We’ll keep you posted.
We are up, but on crutches. Took us 5 hrs to restore most of it.



April 26th, 2011 at 6:30 pm
We expect another 2-3 hrs before we restore the back ups.
Trying to piece it together from different parts of the system still available.
They lost some of our data back on Fri. We had enough redundancy in the system to withstand that. So we sat back and waited for them to sort out their problems before we started new replication.
Today we lost one more server and couldn’t cope with lack of data any more.
We have a dozen of terrabyte-size volumes to merge before we get a consistent dataset.
We expect no data loss, but can’t promise anything at this stage. All depends on a few volumes we don’t have access to yet.
Amazon says it’s really 0.07% that was affected. Looking across multiple accounts we support for ourselves and our customers we say it’s bullshit. It’s way way more.
April 26th, 2011 at 7:11 pm
We are generally up, but missing ALL images. Waiting for AWS to make some of our missing drives available again.

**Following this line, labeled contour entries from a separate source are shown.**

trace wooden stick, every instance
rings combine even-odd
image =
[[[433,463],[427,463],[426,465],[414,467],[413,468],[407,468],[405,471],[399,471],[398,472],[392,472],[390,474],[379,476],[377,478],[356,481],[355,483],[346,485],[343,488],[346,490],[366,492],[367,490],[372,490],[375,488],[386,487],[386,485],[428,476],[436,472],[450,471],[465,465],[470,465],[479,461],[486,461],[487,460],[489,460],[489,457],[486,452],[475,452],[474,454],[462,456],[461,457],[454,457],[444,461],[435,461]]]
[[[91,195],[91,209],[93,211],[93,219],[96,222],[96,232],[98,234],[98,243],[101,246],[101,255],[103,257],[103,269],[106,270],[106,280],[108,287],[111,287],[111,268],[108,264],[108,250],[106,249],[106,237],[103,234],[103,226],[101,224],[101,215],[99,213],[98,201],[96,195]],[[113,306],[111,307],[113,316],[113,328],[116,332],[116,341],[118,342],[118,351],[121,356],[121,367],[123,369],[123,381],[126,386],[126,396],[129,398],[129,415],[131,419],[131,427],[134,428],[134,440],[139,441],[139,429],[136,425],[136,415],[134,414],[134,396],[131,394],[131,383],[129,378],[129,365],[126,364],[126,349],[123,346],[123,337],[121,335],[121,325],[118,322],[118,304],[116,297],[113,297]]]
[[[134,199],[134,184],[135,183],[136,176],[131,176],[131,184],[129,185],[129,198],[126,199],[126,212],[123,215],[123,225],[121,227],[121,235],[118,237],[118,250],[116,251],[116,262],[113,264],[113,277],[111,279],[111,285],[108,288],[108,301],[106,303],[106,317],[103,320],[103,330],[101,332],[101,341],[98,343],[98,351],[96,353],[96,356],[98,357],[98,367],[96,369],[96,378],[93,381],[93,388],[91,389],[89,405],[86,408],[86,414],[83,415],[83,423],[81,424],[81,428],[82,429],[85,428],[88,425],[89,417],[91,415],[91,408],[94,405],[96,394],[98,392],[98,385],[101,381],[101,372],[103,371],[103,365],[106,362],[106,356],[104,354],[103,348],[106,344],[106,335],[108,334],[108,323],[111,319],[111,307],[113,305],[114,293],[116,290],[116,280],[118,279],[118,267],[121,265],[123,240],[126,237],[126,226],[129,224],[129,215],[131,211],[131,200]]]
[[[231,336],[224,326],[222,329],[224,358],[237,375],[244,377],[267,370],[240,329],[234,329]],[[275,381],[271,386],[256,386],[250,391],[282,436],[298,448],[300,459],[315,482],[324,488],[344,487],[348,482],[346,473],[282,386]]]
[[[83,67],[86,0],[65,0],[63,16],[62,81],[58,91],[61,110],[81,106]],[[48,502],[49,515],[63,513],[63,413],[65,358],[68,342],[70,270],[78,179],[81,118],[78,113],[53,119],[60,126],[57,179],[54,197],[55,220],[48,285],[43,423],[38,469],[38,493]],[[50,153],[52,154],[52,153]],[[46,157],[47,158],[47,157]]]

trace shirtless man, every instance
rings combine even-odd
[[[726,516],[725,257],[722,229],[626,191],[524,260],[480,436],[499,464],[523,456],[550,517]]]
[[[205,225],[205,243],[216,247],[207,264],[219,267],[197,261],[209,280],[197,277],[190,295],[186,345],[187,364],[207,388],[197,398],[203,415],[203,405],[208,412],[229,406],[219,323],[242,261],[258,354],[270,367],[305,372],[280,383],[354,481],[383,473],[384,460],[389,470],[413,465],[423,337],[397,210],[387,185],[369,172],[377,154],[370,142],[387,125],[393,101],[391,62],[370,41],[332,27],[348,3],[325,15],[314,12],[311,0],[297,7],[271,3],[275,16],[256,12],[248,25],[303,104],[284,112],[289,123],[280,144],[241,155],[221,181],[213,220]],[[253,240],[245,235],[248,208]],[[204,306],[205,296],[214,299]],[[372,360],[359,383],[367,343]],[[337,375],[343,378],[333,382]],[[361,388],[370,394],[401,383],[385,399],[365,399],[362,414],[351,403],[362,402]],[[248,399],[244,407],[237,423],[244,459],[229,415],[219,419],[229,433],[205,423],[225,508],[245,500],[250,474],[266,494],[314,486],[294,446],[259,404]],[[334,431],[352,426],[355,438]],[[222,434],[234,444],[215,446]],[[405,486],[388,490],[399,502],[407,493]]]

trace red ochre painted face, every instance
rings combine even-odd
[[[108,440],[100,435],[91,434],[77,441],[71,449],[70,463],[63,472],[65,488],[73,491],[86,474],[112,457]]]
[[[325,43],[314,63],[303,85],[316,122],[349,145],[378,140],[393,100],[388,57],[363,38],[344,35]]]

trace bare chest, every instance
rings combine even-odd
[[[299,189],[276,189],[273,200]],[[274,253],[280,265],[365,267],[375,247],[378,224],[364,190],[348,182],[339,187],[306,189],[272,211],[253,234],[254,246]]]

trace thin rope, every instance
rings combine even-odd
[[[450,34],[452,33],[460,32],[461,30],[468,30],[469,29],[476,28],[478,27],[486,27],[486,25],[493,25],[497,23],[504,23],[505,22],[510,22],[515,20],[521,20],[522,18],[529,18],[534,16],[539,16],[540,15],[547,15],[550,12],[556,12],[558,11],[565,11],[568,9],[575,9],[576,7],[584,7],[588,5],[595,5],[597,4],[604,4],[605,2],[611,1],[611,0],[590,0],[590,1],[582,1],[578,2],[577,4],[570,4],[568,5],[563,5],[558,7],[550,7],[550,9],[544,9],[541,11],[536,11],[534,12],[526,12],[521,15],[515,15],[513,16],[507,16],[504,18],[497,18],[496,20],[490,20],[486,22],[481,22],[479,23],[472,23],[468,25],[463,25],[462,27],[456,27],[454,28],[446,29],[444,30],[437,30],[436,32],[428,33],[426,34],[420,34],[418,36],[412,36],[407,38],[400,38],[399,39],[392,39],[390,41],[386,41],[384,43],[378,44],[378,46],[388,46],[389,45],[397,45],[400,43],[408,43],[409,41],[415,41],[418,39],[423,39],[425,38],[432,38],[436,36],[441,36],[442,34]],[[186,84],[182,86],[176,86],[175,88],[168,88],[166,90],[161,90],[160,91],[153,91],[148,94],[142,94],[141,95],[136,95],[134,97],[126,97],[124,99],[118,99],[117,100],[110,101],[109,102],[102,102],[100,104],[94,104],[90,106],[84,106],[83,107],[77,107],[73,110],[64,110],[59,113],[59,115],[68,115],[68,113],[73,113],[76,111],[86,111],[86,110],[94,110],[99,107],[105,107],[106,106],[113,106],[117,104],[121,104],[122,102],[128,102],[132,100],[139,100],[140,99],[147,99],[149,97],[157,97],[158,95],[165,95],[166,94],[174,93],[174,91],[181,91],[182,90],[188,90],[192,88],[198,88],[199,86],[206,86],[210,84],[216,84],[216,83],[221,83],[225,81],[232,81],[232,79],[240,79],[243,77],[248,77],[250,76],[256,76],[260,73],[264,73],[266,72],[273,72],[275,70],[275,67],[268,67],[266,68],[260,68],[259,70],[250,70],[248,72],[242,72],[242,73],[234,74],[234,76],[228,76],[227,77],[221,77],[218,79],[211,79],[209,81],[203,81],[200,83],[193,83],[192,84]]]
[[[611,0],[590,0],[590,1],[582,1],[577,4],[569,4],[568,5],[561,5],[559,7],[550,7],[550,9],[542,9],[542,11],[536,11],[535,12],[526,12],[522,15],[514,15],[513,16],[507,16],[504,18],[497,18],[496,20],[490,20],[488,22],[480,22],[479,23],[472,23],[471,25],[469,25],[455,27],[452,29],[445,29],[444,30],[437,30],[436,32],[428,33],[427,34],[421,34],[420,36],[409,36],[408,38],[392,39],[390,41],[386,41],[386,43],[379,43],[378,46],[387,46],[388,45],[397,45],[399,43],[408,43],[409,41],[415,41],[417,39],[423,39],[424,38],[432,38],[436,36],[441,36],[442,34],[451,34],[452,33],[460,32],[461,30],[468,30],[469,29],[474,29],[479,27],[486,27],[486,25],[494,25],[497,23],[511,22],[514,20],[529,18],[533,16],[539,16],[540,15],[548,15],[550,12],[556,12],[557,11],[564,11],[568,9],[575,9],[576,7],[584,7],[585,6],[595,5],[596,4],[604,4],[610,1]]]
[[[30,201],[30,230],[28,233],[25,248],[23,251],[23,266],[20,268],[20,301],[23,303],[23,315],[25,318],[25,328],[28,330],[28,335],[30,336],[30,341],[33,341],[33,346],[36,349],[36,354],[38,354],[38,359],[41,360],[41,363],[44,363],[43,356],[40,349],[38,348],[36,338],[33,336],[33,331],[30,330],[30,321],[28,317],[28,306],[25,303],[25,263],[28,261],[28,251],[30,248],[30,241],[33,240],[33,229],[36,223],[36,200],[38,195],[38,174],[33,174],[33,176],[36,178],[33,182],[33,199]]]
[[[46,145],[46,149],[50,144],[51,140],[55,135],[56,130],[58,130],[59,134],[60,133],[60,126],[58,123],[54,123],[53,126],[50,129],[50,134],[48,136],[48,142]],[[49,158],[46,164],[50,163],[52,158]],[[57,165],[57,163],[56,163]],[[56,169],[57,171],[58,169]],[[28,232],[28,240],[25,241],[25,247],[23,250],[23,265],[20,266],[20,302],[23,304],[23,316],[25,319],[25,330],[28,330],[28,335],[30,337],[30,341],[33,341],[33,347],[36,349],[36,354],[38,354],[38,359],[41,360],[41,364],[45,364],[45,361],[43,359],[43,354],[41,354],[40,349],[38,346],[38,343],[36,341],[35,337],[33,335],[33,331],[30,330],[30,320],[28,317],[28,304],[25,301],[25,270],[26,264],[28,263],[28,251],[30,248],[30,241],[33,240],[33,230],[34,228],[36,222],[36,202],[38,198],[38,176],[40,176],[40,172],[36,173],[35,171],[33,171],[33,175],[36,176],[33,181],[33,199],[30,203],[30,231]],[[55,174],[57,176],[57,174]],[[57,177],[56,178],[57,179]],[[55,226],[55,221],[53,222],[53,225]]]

April 26th, 2011 at 9:16 pm
We are back up. Most of templates work. The performance is still rock bottom. It will take a while for the system to warm up and cache all the files and needs to cache.
Still missing ALL user files. Any images uploaded from now on should work just fine. All images uploaded before the outage are still missing. We have them spread across backups and caches, but it will take time to re-index everything unless Amazon gives us the faulty drive back soon.
April 26th, 2011 at 9:37 pm
I begin to seriously dislike Amazon. Time to give Rackspace a try.